# Steve Lawson Conference



## KMK (Nov 15, 2017)

I know some of you have seen Dr. Lawson speak. He is hosting a conference here in SoCal on Expository Preaching. Any thoughts?


----------



## KSon (Nov 15, 2017)

I attended a Ligonier Conference in our area last year at the invitation of a local pastor. It was held in tandem with Lawson's Institute of Expository Preaching. Lawson was the only speaker at the conference.

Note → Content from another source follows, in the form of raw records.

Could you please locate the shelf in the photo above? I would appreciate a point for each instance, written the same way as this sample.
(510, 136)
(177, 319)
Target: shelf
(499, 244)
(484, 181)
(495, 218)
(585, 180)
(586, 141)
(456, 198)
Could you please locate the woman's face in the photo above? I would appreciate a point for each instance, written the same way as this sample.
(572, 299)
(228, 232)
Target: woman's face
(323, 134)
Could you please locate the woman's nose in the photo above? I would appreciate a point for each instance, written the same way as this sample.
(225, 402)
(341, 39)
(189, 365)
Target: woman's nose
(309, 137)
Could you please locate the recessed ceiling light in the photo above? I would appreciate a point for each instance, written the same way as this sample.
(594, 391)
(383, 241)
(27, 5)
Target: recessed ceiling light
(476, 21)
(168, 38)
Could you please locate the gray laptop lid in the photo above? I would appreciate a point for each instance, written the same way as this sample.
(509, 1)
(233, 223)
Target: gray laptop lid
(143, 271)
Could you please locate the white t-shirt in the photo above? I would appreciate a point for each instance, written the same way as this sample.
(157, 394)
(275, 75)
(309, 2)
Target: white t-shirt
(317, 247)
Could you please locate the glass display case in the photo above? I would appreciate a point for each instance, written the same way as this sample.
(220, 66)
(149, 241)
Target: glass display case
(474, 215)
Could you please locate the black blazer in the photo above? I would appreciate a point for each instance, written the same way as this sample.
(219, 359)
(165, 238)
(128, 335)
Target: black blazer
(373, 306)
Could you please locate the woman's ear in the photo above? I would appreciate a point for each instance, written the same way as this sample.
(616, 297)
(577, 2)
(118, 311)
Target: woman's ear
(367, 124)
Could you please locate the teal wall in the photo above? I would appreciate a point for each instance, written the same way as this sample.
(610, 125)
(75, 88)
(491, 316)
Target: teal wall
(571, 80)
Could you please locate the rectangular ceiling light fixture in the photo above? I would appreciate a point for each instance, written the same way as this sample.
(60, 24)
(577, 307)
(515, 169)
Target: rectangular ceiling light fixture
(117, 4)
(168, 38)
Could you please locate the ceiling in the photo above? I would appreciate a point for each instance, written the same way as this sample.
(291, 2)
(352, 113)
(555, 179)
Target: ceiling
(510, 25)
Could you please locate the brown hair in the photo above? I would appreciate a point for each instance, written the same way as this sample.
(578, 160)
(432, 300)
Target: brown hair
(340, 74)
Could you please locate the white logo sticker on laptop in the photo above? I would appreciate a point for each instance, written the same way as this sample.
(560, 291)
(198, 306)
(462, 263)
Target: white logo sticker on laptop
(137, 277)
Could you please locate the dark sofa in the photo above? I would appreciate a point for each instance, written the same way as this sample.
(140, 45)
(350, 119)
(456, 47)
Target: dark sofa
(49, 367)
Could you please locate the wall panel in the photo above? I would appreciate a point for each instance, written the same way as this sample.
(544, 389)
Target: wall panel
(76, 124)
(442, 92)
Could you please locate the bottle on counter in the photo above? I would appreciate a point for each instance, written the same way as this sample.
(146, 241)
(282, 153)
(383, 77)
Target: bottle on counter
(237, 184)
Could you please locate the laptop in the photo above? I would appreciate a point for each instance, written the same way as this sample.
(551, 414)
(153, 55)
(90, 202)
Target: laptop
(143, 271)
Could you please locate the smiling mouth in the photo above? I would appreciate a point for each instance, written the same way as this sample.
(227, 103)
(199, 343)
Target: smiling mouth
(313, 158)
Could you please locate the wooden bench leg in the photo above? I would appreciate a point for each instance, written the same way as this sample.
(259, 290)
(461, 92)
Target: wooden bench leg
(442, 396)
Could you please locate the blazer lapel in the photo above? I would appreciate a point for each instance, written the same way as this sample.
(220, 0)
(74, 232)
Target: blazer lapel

If you are one who preaches in an expository manner, and have exegetical skills and abilities, the conference (if it is like the one I attended) was Expository Preaching 101, in essence. Nothing I hadn't learned before or been practicing in my pastorate. Not time entirely wasted, as it brought to light some good reminders and was an opportunity to fellowship in the Word with some fine brothers in the faith. That said, it seemed geared more for the minister who is new to an expository approach or is still in the early season of doing so. That was my takeway.


----------



## TheInquirer (Nov 15, 2017)

Heard him speak once in person and skipped his last session. His speaking style was just too much for me but I know many others have been encouraged by him.


----------



## SolaScriptura (Nov 15, 2017)

I attended his conference held on the campus of RTS Atlanta earlier this year. Very basic level stuff. It seemed to be geared towards ministers of churches who don't have much (if any) formal training.


----------



## Bill The Baptist (Nov 16, 2017)

I went to the Expositor’s conference in Louisville last year, and he was there with Al Mohler and Aliatair Begg. He is very solid, but not really my favorite. I enjoyed Alistair Begg much more.


----------